Prof. Hyun Kyu Song’s research team discovers a new function of protein complexes in the initial stage of autophagy, which helps maintain cell homeostasis

▲ Professor Hyun Kyu Song, Division of Life Sciences, College of Life Sciences and Biotechnology

Korean researchers are in the spotlight for discovering the fundamentals of how our body cells disassemble materials on their own to maintain homeostasis.

Professor Hyun Kyu Song, Division of Life Sciences, College of Life Sciences and Biotechnology and his team discovered that protein complexes interact with each other in the initial stage of autophagy, and successfully identified a new type of protein responsible for this interaction.

This research was supported by the Ministry of Science and ICT / National Research Foundation of Korea, and was published in the online version of the global journal Autophagy on August 7th.

•Title: The C-terminal region of ATG101 bridges ULK1 and PtdIns3K complex in autophagy initiation

•Authors: Prof.

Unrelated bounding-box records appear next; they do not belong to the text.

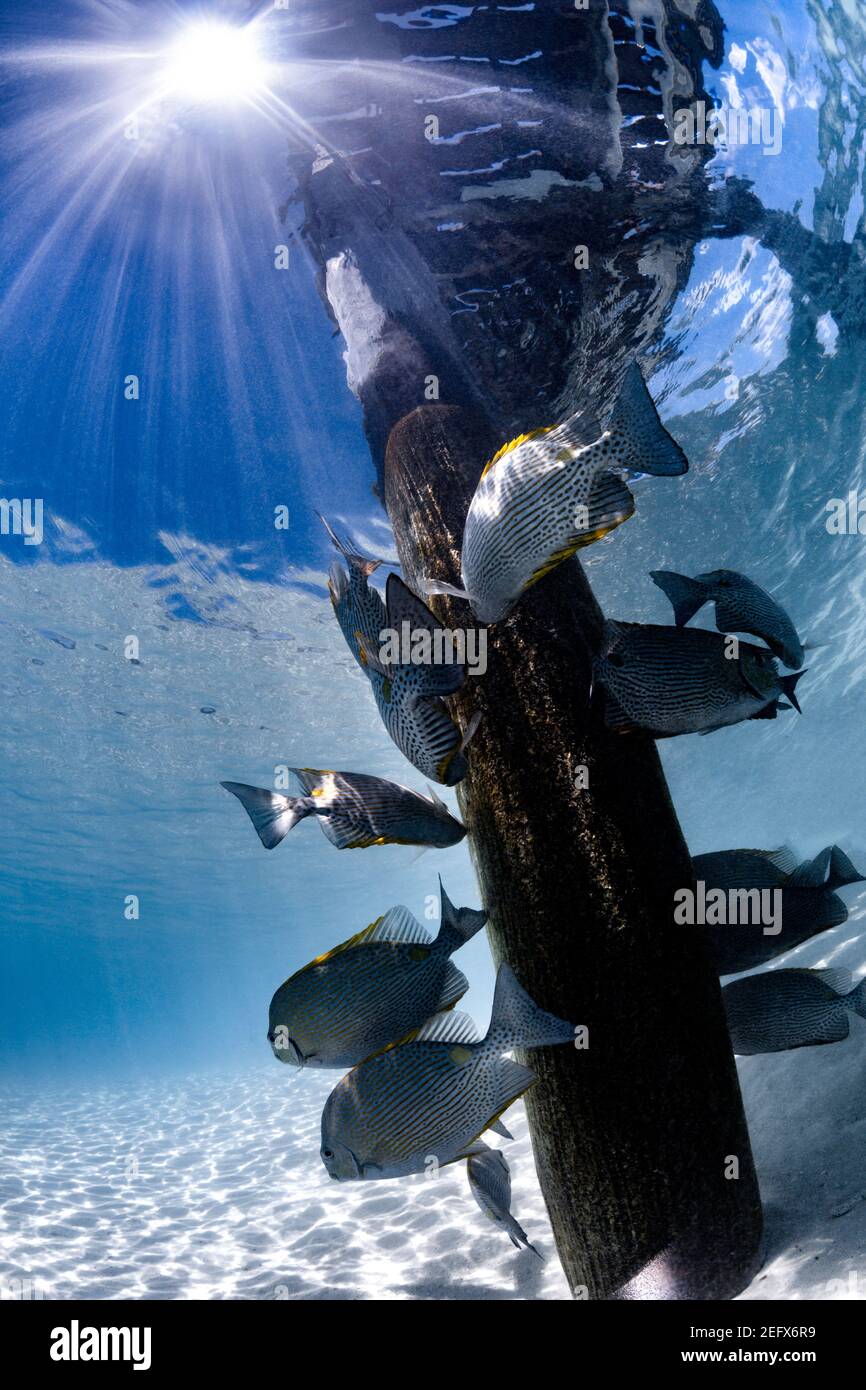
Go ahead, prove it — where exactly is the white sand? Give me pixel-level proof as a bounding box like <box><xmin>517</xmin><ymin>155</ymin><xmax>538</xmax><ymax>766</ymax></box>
<box><xmin>0</xmin><ymin>1020</ymin><xmax>866</xmax><ymax>1300</ymax></box>
<box><xmin>0</xmin><ymin>905</ymin><xmax>866</xmax><ymax>1300</ymax></box>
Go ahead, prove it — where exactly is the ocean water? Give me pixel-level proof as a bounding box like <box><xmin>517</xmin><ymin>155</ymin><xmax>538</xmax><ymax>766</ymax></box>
<box><xmin>0</xmin><ymin>0</ymin><xmax>866</xmax><ymax>1300</ymax></box>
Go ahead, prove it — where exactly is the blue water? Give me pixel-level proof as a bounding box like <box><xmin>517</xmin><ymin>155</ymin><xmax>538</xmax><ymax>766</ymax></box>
<box><xmin>0</xmin><ymin>0</ymin><xmax>866</xmax><ymax>1301</ymax></box>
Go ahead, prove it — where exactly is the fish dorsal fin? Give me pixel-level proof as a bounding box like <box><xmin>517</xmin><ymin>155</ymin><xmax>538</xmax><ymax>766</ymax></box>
<box><xmin>317</xmin><ymin>512</ymin><xmax>385</xmax><ymax>575</ymax></box>
<box><xmin>478</xmin><ymin>425</ymin><xmax>556</xmax><ymax>482</ymax></box>
<box><xmin>289</xmin><ymin>767</ymin><xmax>325</xmax><ymax>796</ymax></box>
<box><xmin>416</xmin><ymin>1013</ymin><xmax>481</xmax><ymax>1043</ymax></box>
<box><xmin>297</xmin><ymin>905</ymin><xmax>432</xmax><ymax>974</ymax></box>
<box><xmin>364</xmin><ymin>905</ymin><xmax>432</xmax><ymax>945</ymax></box>
<box><xmin>436</xmin><ymin>960</ymin><xmax>468</xmax><ymax>1013</ymax></box>
<box><xmin>785</xmin><ymin>845</ymin><xmax>833</xmax><ymax>888</ymax></box>
<box><xmin>812</xmin><ymin>966</ymin><xmax>853</xmax><ymax>994</ymax></box>
<box><xmin>753</xmin><ymin>845</ymin><xmax>796</xmax><ymax>873</ymax></box>
<box><xmin>427</xmin><ymin>783</ymin><xmax>450</xmax><ymax>816</ymax></box>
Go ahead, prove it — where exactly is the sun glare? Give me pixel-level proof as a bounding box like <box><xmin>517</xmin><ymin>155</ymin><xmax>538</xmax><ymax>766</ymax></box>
<box><xmin>164</xmin><ymin>22</ymin><xmax>267</xmax><ymax>101</ymax></box>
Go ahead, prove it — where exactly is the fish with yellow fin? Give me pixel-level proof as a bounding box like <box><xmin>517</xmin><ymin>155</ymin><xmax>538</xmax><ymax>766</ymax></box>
<box><xmin>268</xmin><ymin>878</ymin><xmax>487</xmax><ymax>1070</ymax></box>
<box><xmin>424</xmin><ymin>363</ymin><xmax>688</xmax><ymax>623</ymax></box>
<box><xmin>321</xmin><ymin>965</ymin><xmax>574</xmax><ymax>1182</ymax></box>
<box><xmin>220</xmin><ymin>767</ymin><xmax>466</xmax><ymax>849</ymax></box>
<box><xmin>321</xmin><ymin>517</ymin><xmax>478</xmax><ymax>787</ymax></box>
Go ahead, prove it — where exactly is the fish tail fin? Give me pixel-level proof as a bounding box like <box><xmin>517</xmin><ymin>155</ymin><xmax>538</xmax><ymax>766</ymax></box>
<box><xmin>457</xmin><ymin>709</ymin><xmax>484</xmax><ymax>753</ymax></box>
<box><xmin>418</xmin><ymin>574</ymin><xmax>468</xmax><ymax>603</ymax></box>
<box><xmin>220</xmin><ymin>783</ymin><xmax>313</xmax><ymax>849</ymax></box>
<box><xmin>436</xmin><ymin>877</ymin><xmax>487</xmax><ymax>955</ymax></box>
<box><xmin>826</xmin><ymin>845</ymin><xmax>866</xmax><ymax>890</ymax></box>
<box><xmin>842</xmin><ymin>976</ymin><xmax>866</xmax><ymax>1019</ymax></box>
<box><xmin>607</xmin><ymin>361</ymin><xmax>688</xmax><ymax>477</ymax></box>
<box><xmin>316</xmin><ymin>512</ymin><xmax>385</xmax><ymax>574</ymax></box>
<box><xmin>649</xmin><ymin>570</ymin><xmax>709</xmax><ymax>627</ymax></box>
<box><xmin>488</xmin><ymin>965</ymin><xmax>574</xmax><ymax>1047</ymax></box>
<box><xmin>778</xmin><ymin>666</ymin><xmax>809</xmax><ymax>714</ymax></box>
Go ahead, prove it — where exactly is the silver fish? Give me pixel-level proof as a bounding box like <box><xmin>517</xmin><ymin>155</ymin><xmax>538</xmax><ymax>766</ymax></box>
<box><xmin>321</xmin><ymin>517</ymin><xmax>477</xmax><ymax>787</ymax></box>
<box><xmin>649</xmin><ymin>570</ymin><xmax>803</xmax><ymax>667</ymax></box>
<box><xmin>466</xmin><ymin>1144</ymin><xmax>544</xmax><ymax>1259</ymax></box>
<box><xmin>721</xmin><ymin>970</ymin><xmax>866</xmax><ymax>1056</ymax></box>
<box><xmin>268</xmin><ymin>880</ymin><xmax>487</xmax><ymax>1070</ymax></box>
<box><xmin>220</xmin><ymin>767</ymin><xmax>466</xmax><ymax>849</ymax></box>
<box><xmin>320</xmin><ymin>513</ymin><xmax>386</xmax><ymax>674</ymax></box>
<box><xmin>592</xmin><ymin>621</ymin><xmax>803</xmax><ymax>738</ymax></box>
<box><xmin>692</xmin><ymin>845</ymin><xmax>863</xmax><ymax>974</ymax></box>
<box><xmin>424</xmin><ymin>363</ymin><xmax>688</xmax><ymax>623</ymax></box>
<box><xmin>364</xmin><ymin>574</ymin><xmax>478</xmax><ymax>787</ymax></box>
<box><xmin>321</xmin><ymin>965</ymin><xmax>574</xmax><ymax>1182</ymax></box>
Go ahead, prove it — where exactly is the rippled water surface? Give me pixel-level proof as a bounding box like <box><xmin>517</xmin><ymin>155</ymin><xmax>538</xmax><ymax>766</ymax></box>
<box><xmin>0</xmin><ymin>0</ymin><xmax>866</xmax><ymax>1298</ymax></box>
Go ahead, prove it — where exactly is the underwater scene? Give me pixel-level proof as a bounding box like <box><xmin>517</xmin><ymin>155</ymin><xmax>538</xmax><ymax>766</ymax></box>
<box><xmin>0</xmin><ymin>0</ymin><xmax>866</xmax><ymax>1302</ymax></box>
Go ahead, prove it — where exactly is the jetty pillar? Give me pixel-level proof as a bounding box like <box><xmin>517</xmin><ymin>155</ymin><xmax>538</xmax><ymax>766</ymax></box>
<box><xmin>289</xmin><ymin>0</ymin><xmax>762</xmax><ymax>1300</ymax></box>
<box><xmin>384</xmin><ymin>404</ymin><xmax>762</xmax><ymax>1300</ymax></box>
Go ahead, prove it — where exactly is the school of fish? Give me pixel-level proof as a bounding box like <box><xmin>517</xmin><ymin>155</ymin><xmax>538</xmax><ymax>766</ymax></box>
<box><xmin>222</xmin><ymin>363</ymin><xmax>866</xmax><ymax>1273</ymax></box>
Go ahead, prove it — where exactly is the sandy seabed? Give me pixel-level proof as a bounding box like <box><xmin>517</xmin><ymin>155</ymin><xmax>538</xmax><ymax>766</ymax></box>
<box><xmin>0</xmin><ymin>1019</ymin><xmax>866</xmax><ymax>1300</ymax></box>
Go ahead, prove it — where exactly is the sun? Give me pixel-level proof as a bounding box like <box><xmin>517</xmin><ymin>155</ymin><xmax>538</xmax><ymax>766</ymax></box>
<box><xmin>163</xmin><ymin>21</ymin><xmax>268</xmax><ymax>103</ymax></box>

Hyun Kyu Song (corresponding author, Korea University), Byeong-Won Kim, Ph.D. (co-first author, Korea University), Yunjung Jin (co-first author, Korea University), Jiyea Kim (co-first author, National Cancer Center), Jun Hoe Kim (co-first author, Korea University), Juneyoung Jung (co- first author, Kyunghee University), Prof. Seongman Kang (Korea University), Prof. Ick Young Kim (Korea University), Prof. Joungmok Kim (Kyunghee University), Heesun Cheong, Ph.D. (National Cancer Center)

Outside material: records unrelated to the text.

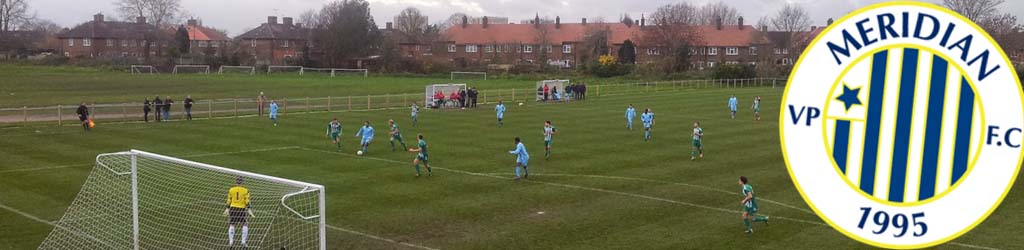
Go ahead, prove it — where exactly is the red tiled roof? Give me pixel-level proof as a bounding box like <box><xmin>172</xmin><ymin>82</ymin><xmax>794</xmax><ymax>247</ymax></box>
<box><xmin>444</xmin><ymin>23</ymin><xmax>768</xmax><ymax>47</ymax></box>
<box><xmin>185</xmin><ymin>26</ymin><xmax>229</xmax><ymax>41</ymax></box>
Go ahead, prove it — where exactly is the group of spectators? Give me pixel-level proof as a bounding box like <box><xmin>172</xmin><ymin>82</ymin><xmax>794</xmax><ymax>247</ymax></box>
<box><xmin>537</xmin><ymin>84</ymin><xmax>587</xmax><ymax>101</ymax></box>
<box><xmin>433</xmin><ymin>87</ymin><xmax>480</xmax><ymax>109</ymax></box>
<box><xmin>142</xmin><ymin>95</ymin><xmax>196</xmax><ymax>122</ymax></box>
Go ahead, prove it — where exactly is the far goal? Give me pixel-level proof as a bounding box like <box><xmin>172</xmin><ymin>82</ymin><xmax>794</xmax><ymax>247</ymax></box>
<box><xmin>131</xmin><ymin>66</ymin><xmax>157</xmax><ymax>75</ymax></box>
<box><xmin>39</xmin><ymin>150</ymin><xmax>327</xmax><ymax>249</ymax></box>
<box><xmin>172</xmin><ymin>65</ymin><xmax>210</xmax><ymax>75</ymax></box>
<box><xmin>217</xmin><ymin>66</ymin><xmax>256</xmax><ymax>75</ymax></box>
<box><xmin>266</xmin><ymin>66</ymin><xmax>302</xmax><ymax>75</ymax></box>
<box><xmin>451</xmin><ymin>72</ymin><xmax>487</xmax><ymax>80</ymax></box>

Autophagy is an essential mechanism for maintaining cell homeostasis by removing waste material inside cells and fighting off bacteria or viruses from the outside. It is closely related to degenerative cranial nerve disorders and even cancer. Among the three stages of autophagy, which can be categorized as initiation, elongation, and maturation, research on the elongation and maturation stages have been rather active, thanks to their simple signaling structure. However, the specific mechanisms of the initiation stage have not yet been discovered due to its complex protein and signaling structures.

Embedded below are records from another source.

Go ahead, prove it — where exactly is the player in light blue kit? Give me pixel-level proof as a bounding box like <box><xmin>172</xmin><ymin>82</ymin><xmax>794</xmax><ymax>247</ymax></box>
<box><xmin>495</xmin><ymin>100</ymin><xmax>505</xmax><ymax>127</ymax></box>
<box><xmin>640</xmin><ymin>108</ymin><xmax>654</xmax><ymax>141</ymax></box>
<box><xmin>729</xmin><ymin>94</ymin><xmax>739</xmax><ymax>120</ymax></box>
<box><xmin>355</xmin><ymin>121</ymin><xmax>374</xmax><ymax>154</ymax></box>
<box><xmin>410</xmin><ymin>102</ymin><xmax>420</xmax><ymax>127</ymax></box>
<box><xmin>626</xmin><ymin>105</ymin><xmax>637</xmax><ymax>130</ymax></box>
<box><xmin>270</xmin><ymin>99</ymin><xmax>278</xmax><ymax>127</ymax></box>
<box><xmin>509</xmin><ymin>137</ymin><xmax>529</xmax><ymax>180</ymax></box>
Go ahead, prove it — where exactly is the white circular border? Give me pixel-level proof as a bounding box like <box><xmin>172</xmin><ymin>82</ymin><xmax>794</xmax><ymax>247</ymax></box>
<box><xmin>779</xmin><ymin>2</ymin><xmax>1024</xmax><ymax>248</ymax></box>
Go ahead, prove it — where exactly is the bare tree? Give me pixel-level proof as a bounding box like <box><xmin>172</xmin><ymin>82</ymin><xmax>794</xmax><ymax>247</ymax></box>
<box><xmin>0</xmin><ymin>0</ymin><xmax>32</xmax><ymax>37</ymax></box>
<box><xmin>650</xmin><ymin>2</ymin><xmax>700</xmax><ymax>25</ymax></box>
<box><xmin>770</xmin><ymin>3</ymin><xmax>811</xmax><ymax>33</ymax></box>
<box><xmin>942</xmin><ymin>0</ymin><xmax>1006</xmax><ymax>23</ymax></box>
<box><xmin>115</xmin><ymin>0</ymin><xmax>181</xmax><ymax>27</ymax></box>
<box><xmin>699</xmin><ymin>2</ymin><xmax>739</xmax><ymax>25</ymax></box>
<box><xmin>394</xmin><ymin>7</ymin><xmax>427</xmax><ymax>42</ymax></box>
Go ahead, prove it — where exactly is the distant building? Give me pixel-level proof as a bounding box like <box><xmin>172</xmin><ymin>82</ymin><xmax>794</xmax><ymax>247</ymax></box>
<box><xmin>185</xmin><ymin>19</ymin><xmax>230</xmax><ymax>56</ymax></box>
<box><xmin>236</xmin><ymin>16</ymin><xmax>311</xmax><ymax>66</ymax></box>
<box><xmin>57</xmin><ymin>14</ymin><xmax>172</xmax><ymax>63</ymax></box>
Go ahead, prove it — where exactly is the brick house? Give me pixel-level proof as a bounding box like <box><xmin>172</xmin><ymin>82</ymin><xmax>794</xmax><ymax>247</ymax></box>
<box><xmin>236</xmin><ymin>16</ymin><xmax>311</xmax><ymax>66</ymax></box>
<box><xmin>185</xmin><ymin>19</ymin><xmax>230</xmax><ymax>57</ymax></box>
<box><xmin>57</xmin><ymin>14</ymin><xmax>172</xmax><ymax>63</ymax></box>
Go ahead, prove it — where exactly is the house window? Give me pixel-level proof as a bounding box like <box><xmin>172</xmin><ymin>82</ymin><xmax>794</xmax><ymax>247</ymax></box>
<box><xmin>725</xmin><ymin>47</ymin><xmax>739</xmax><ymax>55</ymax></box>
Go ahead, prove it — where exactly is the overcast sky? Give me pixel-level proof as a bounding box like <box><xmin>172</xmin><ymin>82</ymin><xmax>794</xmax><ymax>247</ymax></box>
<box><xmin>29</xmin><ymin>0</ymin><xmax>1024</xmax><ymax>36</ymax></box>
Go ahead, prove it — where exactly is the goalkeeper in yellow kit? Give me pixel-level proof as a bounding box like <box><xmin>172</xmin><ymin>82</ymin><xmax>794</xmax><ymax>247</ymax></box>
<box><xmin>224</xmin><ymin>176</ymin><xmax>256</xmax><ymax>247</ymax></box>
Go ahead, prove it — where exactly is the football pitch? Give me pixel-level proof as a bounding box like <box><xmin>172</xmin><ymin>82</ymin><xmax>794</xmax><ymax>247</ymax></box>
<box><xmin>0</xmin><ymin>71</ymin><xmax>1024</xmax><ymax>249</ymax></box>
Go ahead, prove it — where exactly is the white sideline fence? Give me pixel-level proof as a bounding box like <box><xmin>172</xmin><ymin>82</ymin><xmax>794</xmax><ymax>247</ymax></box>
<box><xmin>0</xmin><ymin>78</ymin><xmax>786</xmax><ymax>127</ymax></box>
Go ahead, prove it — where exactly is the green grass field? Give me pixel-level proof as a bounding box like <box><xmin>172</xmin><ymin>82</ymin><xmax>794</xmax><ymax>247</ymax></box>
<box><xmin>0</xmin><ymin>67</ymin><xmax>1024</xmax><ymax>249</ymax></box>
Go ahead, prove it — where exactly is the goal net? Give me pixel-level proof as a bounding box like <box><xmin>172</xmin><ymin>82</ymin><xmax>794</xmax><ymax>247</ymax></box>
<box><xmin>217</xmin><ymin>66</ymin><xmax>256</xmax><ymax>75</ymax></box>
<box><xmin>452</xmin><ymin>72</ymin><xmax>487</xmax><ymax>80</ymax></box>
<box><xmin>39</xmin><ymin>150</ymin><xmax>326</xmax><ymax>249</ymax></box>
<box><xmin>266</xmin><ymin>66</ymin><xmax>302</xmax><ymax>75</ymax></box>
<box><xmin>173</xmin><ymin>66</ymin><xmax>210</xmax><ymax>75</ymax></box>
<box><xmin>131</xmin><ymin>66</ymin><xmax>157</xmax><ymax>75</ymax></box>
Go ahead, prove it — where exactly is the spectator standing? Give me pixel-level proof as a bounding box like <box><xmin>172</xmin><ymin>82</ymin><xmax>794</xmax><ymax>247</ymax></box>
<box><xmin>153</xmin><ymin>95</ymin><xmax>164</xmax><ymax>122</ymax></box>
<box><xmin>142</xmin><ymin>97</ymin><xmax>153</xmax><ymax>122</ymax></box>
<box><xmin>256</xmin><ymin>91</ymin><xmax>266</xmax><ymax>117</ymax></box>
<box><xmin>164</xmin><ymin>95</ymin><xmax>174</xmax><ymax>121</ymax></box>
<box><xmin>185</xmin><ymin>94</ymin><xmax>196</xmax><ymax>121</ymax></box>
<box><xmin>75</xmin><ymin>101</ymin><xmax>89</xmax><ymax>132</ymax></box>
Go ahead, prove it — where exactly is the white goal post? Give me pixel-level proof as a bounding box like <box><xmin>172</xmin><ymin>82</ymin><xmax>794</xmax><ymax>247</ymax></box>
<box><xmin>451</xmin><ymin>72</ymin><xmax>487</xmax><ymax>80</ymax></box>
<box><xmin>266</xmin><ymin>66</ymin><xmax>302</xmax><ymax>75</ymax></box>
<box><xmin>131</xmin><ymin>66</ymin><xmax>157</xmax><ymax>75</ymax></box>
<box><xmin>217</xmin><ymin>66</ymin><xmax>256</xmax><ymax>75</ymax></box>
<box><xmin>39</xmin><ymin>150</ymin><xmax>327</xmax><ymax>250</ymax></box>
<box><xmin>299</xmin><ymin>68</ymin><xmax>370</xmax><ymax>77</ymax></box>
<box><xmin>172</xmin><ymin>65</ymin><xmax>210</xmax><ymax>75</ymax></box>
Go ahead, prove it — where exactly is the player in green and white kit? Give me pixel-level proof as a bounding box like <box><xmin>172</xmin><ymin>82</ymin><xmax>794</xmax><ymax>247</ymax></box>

The research team found that many proteins form different types of complexes (UheK1 complex or PI3K complex) in the initiation stage of autophagy, and that ATG101 plays an important role for transmitting signals among them. The team presented the 3D structure of the ATG101 protein, while discovering a new function of this protein.

The research team analyzed the structure of the ATG101-ATG13 complex by mass-producing the complex, splitting it, and conducting x-ray scattering and x-ray crystallography. Through this experiment, the team was able to identify the full structure of the undiscovered ATG101 protein and showed that signaling error is caused when damage occurs while this protein is binding with the PI3K complex, which is related to autophagy.

Professor Hyun Kyu Song explained, ”Through this research, we were able to present a high-resolution image of the unknown ATG101 protein’s full structure and discover new functions in how the ULK1 and PI3K complexes are connected.“ Professor Song added, ”The result of this study, which provides a better understanding of the complexes’ signaling structure in autophagy initiation, will help other studies concerned with autophagy such as degenerative cranial nerve disorders and cancerous diseases.”

[Figure 1] 3D structure of ATG101-ATG13 complex

The figure on the left shows the structure of ATG101 (shown in yellow) and ATG13 (shown in violet) and how they are connected. The c-terminal of ATG101 (shown in green) in the alpha-helix form is connected to the ATG13 within the protein crystal, as shown on the right.

[Figure 2] Connection of ATG101 c-terminal and PI3K complex components

Without the c-terminal, ATG101’s interaction with PI3K complex components (ATG14, UVRAG, BECN1, PIK3C3) is impaired, in contrast to the original ATG101.